A mãe, Maria das Graças Dias da Silva, contou que a menina reclama de dores de cabeça, tonturas e desmaios e na escola também não consegue mais assimilar os conteúdos. ''Ela aprende uma coisa no início da aula e depois do recreio já esquece'', emocionou-se. Sem fonte fixa de renda, a família está com dificuldades para custear os remédios e realizar os exames necessários para investigar as causas do problema. ''Tivemos que vender o único porco que a gente tinha para pagar exames. Precisei cortar o leite da minha caçula (de três anos) para guardar para a Daniela'', lamentou.
Maria das Graças reclamou que a filha não pode esperar meses até ser consultada em um posto de saúde e que a Polícia Militar não estaria dando assistência à família. ''A Daniela era uma menina doce, estudiosa, feliz. Só quero minha filha de volta, do jeito que ela era antes de ser baleada.
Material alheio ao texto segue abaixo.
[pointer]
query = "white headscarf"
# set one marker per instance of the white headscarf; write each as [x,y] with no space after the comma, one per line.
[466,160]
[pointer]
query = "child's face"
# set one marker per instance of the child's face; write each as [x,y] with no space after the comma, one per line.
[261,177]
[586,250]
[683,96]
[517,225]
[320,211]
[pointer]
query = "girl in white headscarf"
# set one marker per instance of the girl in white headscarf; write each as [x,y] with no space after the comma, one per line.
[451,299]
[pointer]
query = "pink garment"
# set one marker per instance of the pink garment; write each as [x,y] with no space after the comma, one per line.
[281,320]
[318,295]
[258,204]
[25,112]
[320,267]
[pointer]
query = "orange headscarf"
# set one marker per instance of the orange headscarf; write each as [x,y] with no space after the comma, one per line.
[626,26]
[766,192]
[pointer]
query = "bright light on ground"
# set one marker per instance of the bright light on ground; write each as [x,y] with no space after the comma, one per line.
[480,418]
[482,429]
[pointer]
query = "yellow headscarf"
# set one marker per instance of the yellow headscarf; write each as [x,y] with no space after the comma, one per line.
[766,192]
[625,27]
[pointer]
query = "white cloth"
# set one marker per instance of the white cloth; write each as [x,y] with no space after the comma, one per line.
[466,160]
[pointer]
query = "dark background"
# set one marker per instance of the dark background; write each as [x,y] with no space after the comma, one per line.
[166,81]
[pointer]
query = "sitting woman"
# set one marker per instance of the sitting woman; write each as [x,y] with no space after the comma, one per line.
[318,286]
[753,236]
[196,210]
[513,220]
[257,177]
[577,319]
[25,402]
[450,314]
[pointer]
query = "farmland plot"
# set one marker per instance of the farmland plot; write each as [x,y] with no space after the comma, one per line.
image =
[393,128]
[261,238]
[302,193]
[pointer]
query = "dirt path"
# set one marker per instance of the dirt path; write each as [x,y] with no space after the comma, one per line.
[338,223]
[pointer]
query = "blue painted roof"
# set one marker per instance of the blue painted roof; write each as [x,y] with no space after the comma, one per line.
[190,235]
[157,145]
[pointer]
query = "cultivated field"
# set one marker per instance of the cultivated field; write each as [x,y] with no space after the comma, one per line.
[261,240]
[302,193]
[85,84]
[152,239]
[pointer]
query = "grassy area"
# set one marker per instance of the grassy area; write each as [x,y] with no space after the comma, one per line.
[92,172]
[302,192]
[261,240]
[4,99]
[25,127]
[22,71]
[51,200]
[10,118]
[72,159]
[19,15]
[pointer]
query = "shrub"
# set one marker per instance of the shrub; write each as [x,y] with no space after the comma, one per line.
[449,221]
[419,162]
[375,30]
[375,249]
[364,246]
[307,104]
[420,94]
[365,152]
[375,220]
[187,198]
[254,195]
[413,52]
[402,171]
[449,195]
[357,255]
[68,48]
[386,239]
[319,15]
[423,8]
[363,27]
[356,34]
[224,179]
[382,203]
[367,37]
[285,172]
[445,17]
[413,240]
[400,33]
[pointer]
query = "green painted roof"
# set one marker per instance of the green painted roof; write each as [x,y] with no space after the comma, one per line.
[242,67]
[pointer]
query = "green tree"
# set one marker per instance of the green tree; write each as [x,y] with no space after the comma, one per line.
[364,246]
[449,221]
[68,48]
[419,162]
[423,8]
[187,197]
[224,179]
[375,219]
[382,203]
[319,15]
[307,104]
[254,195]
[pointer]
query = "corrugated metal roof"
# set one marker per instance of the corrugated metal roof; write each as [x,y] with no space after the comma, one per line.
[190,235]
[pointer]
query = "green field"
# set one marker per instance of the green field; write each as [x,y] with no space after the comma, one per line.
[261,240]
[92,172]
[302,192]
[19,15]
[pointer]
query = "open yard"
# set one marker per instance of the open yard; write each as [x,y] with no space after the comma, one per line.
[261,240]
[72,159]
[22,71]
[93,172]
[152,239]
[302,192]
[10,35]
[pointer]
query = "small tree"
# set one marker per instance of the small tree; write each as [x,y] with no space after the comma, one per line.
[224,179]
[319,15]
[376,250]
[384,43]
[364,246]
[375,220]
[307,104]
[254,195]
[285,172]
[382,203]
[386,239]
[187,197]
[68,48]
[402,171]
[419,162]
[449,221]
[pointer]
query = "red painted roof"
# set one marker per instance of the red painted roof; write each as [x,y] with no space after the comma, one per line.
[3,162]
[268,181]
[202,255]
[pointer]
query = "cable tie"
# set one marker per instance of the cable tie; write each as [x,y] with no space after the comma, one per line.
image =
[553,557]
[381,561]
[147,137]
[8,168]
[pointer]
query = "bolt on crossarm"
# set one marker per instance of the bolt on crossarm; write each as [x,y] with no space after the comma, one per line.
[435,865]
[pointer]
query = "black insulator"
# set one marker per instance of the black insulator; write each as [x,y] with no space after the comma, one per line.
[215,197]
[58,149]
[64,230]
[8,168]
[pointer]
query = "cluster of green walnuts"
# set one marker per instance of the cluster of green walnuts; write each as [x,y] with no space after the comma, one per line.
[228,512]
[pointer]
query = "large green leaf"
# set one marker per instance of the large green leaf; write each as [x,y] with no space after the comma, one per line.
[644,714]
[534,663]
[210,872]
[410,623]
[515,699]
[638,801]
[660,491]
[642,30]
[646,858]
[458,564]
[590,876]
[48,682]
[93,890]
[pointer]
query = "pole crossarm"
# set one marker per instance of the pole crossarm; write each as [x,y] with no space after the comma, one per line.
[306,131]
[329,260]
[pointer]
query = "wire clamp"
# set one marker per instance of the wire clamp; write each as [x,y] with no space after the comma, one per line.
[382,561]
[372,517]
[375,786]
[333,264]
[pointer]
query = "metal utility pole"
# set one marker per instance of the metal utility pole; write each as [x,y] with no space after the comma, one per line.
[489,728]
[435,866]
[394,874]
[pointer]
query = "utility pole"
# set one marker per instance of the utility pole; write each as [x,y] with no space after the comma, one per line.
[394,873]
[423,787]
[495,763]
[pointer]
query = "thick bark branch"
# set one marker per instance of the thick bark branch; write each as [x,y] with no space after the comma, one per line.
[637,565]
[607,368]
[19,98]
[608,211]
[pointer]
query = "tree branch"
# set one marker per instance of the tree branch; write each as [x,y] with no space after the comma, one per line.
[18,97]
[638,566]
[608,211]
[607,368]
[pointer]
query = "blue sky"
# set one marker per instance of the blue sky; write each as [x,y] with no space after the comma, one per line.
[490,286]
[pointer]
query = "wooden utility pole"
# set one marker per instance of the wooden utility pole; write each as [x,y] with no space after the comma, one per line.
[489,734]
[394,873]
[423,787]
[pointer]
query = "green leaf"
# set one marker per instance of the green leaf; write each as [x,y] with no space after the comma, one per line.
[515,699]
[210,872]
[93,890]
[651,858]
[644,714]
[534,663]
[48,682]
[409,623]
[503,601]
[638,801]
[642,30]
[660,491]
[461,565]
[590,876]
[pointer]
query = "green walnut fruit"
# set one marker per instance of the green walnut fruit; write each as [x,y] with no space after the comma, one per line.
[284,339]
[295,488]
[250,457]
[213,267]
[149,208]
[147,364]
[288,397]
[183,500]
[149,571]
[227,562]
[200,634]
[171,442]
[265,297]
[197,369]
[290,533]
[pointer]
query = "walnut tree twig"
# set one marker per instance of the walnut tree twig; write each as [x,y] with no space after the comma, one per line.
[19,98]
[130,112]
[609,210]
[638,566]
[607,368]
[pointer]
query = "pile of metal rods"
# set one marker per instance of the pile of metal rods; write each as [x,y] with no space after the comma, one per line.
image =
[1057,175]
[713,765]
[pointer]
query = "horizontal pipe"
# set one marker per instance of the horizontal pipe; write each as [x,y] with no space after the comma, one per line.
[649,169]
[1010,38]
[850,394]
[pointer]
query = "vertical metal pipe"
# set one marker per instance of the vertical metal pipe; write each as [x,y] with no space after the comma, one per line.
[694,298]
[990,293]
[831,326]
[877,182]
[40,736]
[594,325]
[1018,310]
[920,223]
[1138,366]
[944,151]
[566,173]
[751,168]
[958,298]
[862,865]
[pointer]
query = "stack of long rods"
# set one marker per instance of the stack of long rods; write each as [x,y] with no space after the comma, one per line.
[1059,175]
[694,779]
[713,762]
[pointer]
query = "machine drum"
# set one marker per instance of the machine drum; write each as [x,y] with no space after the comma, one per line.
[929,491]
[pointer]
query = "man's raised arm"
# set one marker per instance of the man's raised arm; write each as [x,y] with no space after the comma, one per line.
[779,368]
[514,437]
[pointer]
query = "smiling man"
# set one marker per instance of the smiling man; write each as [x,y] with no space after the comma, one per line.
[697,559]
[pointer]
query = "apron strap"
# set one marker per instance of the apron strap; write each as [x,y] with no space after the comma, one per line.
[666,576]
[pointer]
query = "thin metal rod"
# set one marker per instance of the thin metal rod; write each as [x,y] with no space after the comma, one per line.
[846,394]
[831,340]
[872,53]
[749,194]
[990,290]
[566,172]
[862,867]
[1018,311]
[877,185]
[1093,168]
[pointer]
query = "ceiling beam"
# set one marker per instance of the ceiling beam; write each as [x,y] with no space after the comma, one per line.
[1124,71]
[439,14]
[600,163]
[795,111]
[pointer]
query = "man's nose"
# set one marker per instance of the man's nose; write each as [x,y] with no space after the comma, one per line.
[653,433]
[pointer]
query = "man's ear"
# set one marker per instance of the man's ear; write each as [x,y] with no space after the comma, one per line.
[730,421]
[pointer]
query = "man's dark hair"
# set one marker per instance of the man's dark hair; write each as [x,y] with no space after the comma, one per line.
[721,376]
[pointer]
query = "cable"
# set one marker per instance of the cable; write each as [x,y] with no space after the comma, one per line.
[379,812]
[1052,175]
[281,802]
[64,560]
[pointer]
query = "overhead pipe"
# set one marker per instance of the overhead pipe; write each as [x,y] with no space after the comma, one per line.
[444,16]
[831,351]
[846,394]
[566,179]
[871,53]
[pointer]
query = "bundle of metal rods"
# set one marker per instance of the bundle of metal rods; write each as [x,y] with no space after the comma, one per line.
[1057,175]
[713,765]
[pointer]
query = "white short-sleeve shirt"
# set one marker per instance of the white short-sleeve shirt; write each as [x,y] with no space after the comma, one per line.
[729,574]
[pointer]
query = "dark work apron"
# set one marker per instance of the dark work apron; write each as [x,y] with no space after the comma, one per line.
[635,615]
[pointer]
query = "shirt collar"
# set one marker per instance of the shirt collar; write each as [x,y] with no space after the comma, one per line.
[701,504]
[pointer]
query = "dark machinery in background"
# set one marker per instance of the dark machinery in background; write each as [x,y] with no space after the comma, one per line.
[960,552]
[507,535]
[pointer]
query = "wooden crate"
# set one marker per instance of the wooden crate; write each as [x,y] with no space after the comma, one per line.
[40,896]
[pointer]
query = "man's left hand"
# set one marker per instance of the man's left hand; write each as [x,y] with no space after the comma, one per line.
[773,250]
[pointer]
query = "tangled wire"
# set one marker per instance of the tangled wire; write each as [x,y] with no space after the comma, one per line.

Não quero dinheiro de ninguém, só uma ajuda'', pediu a mãe.
O subcomandante da 4 Companhia Independente da Zona Norte, capitão Nelson Villa Júnior, explicou que já foram tomadas as medidas com relação à responsabilidade dos policiais envolvidos no caso e o inquérito foi remetido à Justiça Militar. Quanto à eventual ação indenizatória, o oficial lembrou que o Estado, e não a Polícia Militar, teria que aguardar um posicionamento da Justiça. ''Com relação ao auxílio, a Polícia está sempre à disposição e, dentro das possibilidades, estaremos prestando toda a assistência à família'', completou.